Scènes

Rosa la Rouge - Claire Diterzi

Un spectacle théâtral et musical de Claire Diterzi et Marcial Di Fonzo Bo qui mêle des extraits de la correspondance de Rosa Luxemburg à des textes personnels de la chanteuse.


Représenté au Théâtre Silvia Monfort (Paris, XVè), Rosa la Rouge est un spectacle théâtral et musical de Claire Diterzi et Marcial Di Fonzo Bo qui mêle des extraits de la correspondance de Rosa Luxemburg à des textes personnels de la chanteuse, à tel point qu’il en devient autant un spectacle sur Diterzi que sur la grande figure historique révolutionnaire.

Sur un drap noir est projetée l’histoire de la vie de Rosa Luxemburg en quelques phrases rouges.
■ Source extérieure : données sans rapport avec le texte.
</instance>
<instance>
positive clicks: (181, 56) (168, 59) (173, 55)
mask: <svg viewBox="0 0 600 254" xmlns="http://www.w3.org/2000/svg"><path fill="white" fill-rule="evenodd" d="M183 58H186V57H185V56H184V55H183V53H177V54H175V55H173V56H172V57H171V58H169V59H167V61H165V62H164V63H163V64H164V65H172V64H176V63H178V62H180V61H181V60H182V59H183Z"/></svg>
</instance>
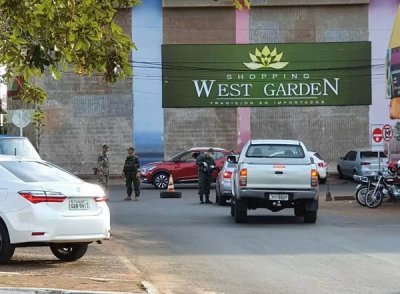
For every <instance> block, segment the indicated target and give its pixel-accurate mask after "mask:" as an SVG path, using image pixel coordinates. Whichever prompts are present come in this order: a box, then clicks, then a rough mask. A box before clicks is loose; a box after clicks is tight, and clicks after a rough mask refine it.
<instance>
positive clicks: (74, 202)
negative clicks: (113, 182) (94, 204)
mask: <svg viewBox="0 0 400 294" xmlns="http://www.w3.org/2000/svg"><path fill="white" fill-rule="evenodd" d="M89 208H90V206H89V201H88V200H86V199H84V200H75V199H70V200H69V209H70V210H87V209H89Z"/></svg>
La musique et la salle sont calmes et sérieuses. « Rosa », comme elle est nommée tout au long du spectacle, a fondé en Allemagne la Ligue spartakiste avec Karl Liebknecht, et participé à la création du Parti communiste allemand (KPD) en 1918. Retenue prisonnière pendant plusieurs années, elle est finalement assassinée en janvier 1919 par des officiers des corps francs (dont sont issus les premiers nazis). Lénine lui rendra hommage malgré leurs différends.
Tout d’un coup, le drap noir devient translucide et Claire Diterzi, derrière les images d’un gigantesque torse huileux et de fesses qui se dandinent, entonne : « Non non non non / Je ne veux pas rentrer dans le moule / Je ne veux pas rentrer dans le rang » [1], sur un fond pop dance.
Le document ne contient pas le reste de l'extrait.